Il note au passage son égoïsme à l’égard des ouvriers, égoïsme que Martinon résume dans cette phrase hypocrite et prudhommesque : « Quand les basses classes voudront se débarrasser de leurs vices, elles s’affranchiront de leurs besoins. Que le peuple soit plus moral et il sera moins pauvre »[60].

On pourra objecter qu’il a exagéré, qu’il a été aveuglé par sa haine du « bourgeois », et cependant M. Thureau-Dangin, peu suspect de partager les antipathies de Flaubert, ne porte pas un jugement très favorable à la bourgeoisie : « On prétendait que le règne de cette classe aboutissait à rétablir une nouvelle féodalité, la « féodalité financière », ou pour parler comme Proudhon, à remplacer l’aristocratie par la « bancocratie »…
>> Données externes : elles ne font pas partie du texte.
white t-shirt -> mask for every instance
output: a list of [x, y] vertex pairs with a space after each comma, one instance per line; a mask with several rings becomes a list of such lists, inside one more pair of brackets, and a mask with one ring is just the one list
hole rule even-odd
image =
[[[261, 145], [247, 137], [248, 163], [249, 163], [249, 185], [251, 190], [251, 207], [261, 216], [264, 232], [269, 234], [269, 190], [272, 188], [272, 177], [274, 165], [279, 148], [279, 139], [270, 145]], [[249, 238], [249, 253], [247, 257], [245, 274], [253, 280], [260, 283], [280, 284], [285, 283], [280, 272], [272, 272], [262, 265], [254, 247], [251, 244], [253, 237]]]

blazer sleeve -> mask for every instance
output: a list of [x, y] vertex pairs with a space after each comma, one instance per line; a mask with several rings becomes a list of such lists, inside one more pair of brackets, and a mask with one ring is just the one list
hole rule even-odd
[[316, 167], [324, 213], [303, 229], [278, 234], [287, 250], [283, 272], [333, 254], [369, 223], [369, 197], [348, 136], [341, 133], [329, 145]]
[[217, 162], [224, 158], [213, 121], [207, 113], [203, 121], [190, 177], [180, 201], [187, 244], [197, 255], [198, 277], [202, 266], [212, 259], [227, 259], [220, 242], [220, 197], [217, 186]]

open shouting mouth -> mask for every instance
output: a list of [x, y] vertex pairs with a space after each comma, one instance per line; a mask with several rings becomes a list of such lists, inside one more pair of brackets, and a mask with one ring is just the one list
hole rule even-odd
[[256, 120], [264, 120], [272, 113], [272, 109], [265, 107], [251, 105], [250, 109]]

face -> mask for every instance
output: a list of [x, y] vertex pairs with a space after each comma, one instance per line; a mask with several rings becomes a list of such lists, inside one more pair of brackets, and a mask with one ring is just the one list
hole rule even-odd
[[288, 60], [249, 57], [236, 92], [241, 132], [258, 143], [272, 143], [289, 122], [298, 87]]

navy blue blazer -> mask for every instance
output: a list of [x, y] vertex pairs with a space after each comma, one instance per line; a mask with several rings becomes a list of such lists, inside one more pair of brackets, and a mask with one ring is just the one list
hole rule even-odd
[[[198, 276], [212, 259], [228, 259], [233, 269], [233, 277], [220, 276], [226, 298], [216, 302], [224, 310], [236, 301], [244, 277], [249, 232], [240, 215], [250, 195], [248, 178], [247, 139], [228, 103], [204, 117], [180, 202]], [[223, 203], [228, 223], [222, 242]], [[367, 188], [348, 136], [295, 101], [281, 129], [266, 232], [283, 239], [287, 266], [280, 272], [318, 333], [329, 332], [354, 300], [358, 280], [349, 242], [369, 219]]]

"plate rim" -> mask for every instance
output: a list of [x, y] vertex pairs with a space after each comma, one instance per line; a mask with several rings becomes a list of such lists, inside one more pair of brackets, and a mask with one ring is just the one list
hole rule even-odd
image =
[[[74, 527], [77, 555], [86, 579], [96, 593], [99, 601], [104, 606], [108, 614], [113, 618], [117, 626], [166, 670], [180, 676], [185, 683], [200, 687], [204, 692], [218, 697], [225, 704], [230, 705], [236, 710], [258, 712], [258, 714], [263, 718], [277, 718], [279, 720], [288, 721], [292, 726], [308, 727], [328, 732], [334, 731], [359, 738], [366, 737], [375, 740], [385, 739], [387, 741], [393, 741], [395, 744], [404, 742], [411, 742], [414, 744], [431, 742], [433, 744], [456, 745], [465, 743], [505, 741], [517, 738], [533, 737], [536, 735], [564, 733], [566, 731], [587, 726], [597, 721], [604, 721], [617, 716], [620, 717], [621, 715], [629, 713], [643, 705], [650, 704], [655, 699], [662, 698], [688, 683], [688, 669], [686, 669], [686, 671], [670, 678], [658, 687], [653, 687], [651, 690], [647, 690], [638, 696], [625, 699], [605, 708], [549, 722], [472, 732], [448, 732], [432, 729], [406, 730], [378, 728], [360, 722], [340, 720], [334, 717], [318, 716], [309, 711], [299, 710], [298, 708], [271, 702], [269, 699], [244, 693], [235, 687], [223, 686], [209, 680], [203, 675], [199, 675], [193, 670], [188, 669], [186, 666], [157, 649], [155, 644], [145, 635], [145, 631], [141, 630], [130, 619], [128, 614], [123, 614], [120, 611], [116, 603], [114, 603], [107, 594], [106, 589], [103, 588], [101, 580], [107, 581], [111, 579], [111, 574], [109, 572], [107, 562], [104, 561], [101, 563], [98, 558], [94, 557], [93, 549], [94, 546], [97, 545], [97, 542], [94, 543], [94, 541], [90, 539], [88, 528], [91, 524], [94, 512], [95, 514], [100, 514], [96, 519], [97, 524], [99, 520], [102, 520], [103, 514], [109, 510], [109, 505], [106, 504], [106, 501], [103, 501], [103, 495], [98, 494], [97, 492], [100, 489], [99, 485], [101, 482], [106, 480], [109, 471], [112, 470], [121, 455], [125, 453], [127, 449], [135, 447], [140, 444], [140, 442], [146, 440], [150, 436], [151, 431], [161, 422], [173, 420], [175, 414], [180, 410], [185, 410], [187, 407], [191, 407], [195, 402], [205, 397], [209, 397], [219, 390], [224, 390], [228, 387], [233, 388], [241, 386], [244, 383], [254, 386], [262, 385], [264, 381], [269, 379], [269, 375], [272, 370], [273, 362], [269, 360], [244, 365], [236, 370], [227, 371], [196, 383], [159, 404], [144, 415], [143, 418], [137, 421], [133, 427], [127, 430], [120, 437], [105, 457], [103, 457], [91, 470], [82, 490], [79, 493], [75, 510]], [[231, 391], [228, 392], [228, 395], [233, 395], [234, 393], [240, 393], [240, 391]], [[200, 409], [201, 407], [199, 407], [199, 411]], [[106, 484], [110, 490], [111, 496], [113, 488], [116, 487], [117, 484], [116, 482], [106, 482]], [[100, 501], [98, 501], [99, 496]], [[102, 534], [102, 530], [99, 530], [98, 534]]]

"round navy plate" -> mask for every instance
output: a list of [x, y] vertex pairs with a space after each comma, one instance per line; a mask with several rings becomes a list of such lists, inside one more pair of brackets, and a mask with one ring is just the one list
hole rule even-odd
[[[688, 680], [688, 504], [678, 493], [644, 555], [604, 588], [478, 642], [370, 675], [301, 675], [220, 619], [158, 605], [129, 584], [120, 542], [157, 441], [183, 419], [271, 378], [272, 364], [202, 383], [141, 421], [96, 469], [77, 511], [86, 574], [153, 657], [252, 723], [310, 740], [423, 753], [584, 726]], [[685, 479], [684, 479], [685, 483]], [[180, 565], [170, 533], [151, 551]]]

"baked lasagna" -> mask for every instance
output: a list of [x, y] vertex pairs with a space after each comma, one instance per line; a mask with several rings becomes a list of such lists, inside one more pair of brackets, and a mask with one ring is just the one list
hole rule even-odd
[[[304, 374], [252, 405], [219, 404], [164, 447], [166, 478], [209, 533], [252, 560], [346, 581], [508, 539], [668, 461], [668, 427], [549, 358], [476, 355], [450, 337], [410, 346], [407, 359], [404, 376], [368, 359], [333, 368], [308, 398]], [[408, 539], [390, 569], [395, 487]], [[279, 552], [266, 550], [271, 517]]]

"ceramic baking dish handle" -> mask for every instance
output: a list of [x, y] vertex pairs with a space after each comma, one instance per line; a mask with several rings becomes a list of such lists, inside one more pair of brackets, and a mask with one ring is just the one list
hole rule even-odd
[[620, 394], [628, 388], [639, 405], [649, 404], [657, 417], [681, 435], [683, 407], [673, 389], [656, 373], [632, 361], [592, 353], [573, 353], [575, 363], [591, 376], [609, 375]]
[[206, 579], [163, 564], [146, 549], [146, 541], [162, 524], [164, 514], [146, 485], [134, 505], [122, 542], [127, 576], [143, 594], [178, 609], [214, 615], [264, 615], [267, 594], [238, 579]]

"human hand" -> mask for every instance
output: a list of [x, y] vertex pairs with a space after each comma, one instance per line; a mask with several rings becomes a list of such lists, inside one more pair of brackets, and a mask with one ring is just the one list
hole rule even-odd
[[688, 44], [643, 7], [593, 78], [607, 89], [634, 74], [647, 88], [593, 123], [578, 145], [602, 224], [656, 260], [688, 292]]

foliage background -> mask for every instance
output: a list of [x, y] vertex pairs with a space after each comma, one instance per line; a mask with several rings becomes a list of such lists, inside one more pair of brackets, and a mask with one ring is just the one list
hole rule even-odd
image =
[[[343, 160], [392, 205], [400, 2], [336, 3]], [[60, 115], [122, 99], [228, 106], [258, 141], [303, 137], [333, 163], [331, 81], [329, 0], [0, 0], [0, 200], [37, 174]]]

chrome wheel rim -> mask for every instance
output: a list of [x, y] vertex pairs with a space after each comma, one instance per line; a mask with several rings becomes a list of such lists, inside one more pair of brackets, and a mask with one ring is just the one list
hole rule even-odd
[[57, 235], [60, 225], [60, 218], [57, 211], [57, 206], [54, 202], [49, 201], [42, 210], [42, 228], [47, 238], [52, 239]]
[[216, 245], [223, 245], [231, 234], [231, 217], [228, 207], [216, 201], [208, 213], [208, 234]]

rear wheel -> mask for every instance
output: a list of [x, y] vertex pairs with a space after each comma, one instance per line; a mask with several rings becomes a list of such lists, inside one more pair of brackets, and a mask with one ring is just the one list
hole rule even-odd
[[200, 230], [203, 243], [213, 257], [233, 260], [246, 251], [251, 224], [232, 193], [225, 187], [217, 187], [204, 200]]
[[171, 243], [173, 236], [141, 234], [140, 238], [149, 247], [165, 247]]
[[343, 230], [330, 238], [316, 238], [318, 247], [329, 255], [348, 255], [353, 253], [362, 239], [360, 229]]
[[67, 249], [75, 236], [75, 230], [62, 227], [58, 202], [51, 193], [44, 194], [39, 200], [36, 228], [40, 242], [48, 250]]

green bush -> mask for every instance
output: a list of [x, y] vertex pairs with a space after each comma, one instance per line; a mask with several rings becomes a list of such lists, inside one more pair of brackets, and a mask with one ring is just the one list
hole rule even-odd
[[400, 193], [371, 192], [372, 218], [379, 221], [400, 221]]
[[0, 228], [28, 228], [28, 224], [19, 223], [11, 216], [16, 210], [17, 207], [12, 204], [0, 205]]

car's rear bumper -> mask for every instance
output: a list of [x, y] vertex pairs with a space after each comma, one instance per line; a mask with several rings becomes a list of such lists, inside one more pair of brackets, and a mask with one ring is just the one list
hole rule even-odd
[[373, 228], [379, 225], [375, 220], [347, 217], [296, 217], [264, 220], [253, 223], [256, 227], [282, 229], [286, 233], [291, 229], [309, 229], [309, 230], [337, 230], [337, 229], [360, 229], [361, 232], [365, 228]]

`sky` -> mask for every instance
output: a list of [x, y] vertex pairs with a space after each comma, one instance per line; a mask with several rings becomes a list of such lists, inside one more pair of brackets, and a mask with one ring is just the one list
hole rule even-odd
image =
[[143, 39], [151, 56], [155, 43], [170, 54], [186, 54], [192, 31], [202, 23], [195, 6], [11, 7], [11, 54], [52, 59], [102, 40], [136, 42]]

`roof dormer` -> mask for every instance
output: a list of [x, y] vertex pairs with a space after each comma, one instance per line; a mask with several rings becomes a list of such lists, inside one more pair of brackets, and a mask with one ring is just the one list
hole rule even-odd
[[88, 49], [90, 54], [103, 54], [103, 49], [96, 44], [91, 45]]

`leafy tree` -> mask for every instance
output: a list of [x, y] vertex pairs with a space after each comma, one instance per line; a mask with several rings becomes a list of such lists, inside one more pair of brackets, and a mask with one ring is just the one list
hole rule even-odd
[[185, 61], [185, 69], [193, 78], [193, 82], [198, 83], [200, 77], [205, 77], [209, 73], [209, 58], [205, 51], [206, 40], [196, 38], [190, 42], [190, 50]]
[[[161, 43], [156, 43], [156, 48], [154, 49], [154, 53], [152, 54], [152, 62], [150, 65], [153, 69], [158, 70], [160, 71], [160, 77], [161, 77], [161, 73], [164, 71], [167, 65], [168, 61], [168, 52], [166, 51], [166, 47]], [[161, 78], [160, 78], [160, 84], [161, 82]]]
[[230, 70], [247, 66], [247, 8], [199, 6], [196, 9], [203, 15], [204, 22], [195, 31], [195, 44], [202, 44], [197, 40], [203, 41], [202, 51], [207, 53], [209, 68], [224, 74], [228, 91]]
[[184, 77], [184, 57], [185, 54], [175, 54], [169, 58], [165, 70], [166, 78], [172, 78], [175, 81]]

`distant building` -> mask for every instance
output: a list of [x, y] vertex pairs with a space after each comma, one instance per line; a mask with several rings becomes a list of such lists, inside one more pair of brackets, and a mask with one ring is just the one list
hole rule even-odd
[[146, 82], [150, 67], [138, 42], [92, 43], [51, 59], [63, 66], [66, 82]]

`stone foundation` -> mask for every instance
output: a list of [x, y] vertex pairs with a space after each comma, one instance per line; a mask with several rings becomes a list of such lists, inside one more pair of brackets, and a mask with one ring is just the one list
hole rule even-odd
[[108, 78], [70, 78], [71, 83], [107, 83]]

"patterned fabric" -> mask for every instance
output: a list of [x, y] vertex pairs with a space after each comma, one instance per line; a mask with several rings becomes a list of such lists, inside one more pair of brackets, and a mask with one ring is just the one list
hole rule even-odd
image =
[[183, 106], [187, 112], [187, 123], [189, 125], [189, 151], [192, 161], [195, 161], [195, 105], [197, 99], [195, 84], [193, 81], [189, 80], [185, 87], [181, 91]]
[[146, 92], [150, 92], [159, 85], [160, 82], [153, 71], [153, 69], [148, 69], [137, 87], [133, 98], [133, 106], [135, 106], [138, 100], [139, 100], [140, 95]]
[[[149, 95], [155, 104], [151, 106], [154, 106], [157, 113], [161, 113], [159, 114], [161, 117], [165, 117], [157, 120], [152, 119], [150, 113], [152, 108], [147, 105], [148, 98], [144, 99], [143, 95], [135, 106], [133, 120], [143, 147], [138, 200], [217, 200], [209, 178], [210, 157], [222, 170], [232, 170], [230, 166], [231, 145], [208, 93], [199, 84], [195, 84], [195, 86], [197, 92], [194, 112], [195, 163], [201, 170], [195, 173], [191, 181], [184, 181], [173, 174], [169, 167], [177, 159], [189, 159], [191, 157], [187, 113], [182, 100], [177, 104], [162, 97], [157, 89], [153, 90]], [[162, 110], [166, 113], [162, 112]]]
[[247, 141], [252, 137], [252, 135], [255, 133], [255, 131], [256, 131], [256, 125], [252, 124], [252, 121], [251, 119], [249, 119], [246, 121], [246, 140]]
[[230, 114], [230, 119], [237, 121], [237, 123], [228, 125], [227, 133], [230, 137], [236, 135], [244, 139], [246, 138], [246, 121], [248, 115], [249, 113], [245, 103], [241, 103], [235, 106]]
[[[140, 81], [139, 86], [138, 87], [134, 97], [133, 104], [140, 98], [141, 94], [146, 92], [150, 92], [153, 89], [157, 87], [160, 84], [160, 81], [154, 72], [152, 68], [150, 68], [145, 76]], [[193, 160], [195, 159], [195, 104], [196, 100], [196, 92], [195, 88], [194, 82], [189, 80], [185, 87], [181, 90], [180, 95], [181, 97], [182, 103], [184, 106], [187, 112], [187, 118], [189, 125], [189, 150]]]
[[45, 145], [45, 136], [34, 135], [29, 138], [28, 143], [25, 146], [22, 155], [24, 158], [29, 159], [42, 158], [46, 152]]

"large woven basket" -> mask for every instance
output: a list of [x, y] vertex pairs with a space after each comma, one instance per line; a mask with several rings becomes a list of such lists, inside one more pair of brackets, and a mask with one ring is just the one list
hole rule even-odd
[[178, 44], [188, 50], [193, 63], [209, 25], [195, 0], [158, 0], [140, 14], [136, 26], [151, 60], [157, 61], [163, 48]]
· · · · · · · · · · · · · · · · · · · · · · · · ·

« Depuis qu’elle était maîtresse, la bourgeoisie avait fait preuve de sérieuses qualités ; elle s’était montrée sensée, instruite, laborieuse, honnête. Mais elle avait deux causes de faiblesse : l’une était sa rupture avec l’aristocratie de naissance, que l’aristocratie d’argent ne suppléait pas ; l’autre était la part insuffisante faite, dans sa vie morale, au christianisme, que ne pouvait pas non plus remplacer la philosophie éclectique, alors officiellement investie du gouvernement des âmes, mais incapable de répondre à toutes leurs questions, de satisfaire à tous leurs besoins… »[61].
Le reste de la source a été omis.